14ème législature

Question N° 100214
de Mme Eva Sas (Non inscrit - Essonne )
Question écrite
Ministère interrogé > Affaires étrangères
Ministère attributaire > Affaires étrangères

Rubrique > politique extérieure

Titre > Israël et territoires palestiniens

Analyse > État palestinien. reconnaissance.

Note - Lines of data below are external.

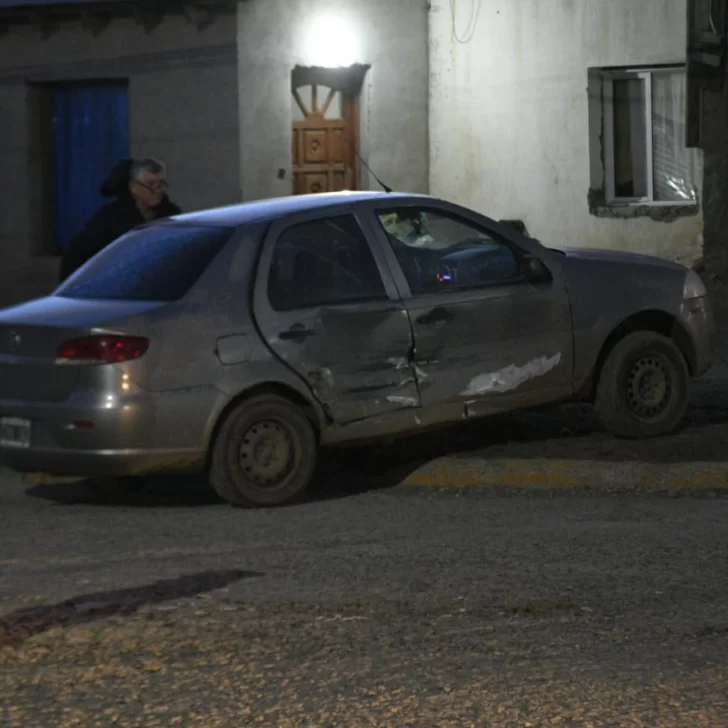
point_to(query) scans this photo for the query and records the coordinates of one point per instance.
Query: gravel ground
(395, 607)
(374, 605)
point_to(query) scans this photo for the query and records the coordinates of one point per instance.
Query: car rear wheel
(643, 388)
(264, 454)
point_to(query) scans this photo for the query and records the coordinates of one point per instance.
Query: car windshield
(159, 263)
(415, 228)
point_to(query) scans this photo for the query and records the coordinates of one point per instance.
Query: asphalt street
(387, 607)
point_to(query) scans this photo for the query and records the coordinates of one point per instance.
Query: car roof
(269, 209)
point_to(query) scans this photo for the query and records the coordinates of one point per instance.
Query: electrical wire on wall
(472, 24)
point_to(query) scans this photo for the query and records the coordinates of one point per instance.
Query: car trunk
(31, 335)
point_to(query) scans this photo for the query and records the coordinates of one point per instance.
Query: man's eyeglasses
(158, 187)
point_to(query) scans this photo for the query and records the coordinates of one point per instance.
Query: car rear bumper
(92, 463)
(94, 433)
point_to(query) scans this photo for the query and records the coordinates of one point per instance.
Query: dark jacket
(110, 222)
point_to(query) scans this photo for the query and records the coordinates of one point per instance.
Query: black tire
(643, 388)
(264, 454)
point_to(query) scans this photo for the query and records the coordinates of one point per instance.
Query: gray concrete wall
(510, 124)
(184, 108)
(391, 35)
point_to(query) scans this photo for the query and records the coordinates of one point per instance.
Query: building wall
(510, 122)
(391, 35)
(184, 108)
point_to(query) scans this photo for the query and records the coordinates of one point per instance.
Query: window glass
(677, 169)
(440, 253)
(630, 134)
(645, 119)
(159, 263)
(323, 262)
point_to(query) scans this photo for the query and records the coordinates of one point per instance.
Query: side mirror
(534, 270)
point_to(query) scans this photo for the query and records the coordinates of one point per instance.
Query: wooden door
(325, 139)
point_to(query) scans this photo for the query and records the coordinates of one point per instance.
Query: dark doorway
(90, 133)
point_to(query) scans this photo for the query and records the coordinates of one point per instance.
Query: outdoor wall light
(331, 41)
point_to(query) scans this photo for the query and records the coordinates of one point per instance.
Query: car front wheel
(264, 454)
(643, 388)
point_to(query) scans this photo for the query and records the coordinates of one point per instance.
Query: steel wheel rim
(649, 386)
(267, 454)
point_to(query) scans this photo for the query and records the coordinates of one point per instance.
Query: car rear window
(159, 263)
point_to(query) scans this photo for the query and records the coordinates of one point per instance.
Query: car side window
(323, 262)
(440, 252)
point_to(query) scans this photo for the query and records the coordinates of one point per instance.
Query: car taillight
(103, 349)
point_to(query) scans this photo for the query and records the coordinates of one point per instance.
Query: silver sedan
(237, 341)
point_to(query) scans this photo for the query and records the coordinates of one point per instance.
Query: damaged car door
(492, 322)
(327, 307)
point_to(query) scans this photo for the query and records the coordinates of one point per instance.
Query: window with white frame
(645, 157)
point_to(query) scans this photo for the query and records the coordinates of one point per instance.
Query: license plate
(15, 432)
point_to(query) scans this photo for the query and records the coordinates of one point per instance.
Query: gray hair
(146, 165)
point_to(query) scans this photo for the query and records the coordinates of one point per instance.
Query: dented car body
(366, 314)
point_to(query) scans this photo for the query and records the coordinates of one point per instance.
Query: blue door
(90, 135)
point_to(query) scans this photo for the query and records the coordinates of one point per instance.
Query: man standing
(140, 188)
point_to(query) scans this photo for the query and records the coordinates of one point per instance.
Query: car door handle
(297, 332)
(436, 317)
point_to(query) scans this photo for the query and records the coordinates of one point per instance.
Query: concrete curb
(512, 474)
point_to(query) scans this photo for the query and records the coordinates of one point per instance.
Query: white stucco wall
(391, 35)
(509, 120)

Question publiée au JO le : 25/10/2016 page : 8760
Réponse publiée au JO le : 16/05/2017 page : 3451
Date de changement d'attribution: 07/12/2016

Texte de la question

Mme Eva Sas rappelle à M. le ministre des affaires étrangères et du développement international, qu'en décembre 2014, l'Assemblée nationale et le Sénat ont voté une résolution invitant la France à reconnaître l'État palestinien en vue d'un règlement définitif du conflit. Dans une résolution adoptée le 17 décembre 2014, le Parlement européen a également appuyé la reconnaissance de l'État palestinien et la solution des deux États en estimant qu'elles devraient être concomitantes au processus de paix. Ainsi, les parlementaires français et européens ont indiqué par ce vote leur conviction que la reconnaissance de l'État palestinien allait de pair avec le processus de paix. C'était également la conviction de la diplomatie française lorsque votre prédécesseur M. Laurent Fabius a, à l'été 2015, pris l'initiative de réunir un « Groupe international de soutien au processus de paix au Proche-Orient » prévu pour le printemps 2016. À l'occasion de ses vœux au corps diplomatique en septembre 2015, M. Fabius avait prévenu qu'en cas d'échec de cette nouvelle tentative de conciliation, « nous prendrons nos responsabilités et reconnaîtrons l'État de Palestine ». Or, alors en visite au Caire le 9 mars 2016, M. le ministre a lui-même précisé qu' « il n'y a jamais rien d'automatique, la France prend cette initiative, va l'exposer à ses partenaires, et donc c'est la première étape, il n'y a pas de préalable ». Ce faisant, il a hypothéqué les chances de succès de la réunion qui s'est tenue à Paris le 3 juin 2016 et dont l'échec semble aujourd'hui patent. Elle lui demande donc quand la France engagera concrètement et officiellement une telle reconnaissance de l'État palestinien, en accord avec les prises de position des deux chambres du Parlement.

Texte de la réponse

La France plaide de longue date en faveur de la création d'un Etat palestinien indépendant, viable et démocratique. C'est la condition pour qu'Israël et la Palestine puissent vivre côte à côte, en paix, à l'intérieur de frontières sûres et reconnues. La France est profondément attachée à la sécurité d'Israël, et c'est aussi pour cette raison qu'elle soutient la solution des deux Etats. C'est pourquoi la France a relancé il y a un an la mobilisation internationale, qui a abouti à ce que 75 Etats et organisations internationales réaffirment solennellement à Paris, le 15 janvier dernier, leur attachement à la solution des deux Etats mais aussi leur disponibilité à contribuer concrètement à la paix. Le Président de la République s'était engagé à soutenir la reconnaissance internationale de l'Etat palestinien. C'est pourquoi la France a voté, le 29 novembre 2012, en faveur de l'admission de la Palestine comme Etat non-membre observateur aux Nations unies. C'est un premier pas, et il en faudra d'autres pour que la Palestine soit demain un Etat internationalement reconnu, à l'issue d'une négociation réussie avec Israël. Cependant, une reconnaissance unilatérale de l'Etat palestinien par la France n'aurait pas aujourd'hui l'effet d'entraînement souhaité sur ses partenaires. La France restera prête à prendre ses responsabilités si la voie de la négociation et l'objectif des deux Etats devaient être abandonnés. La France restera pleinement engagée sur ce dossier convaincue que la stabilité de cette région, fracturée et meurtrie par les conflits, nécessite une résolution juste et durable de la question israélo-palestinienne.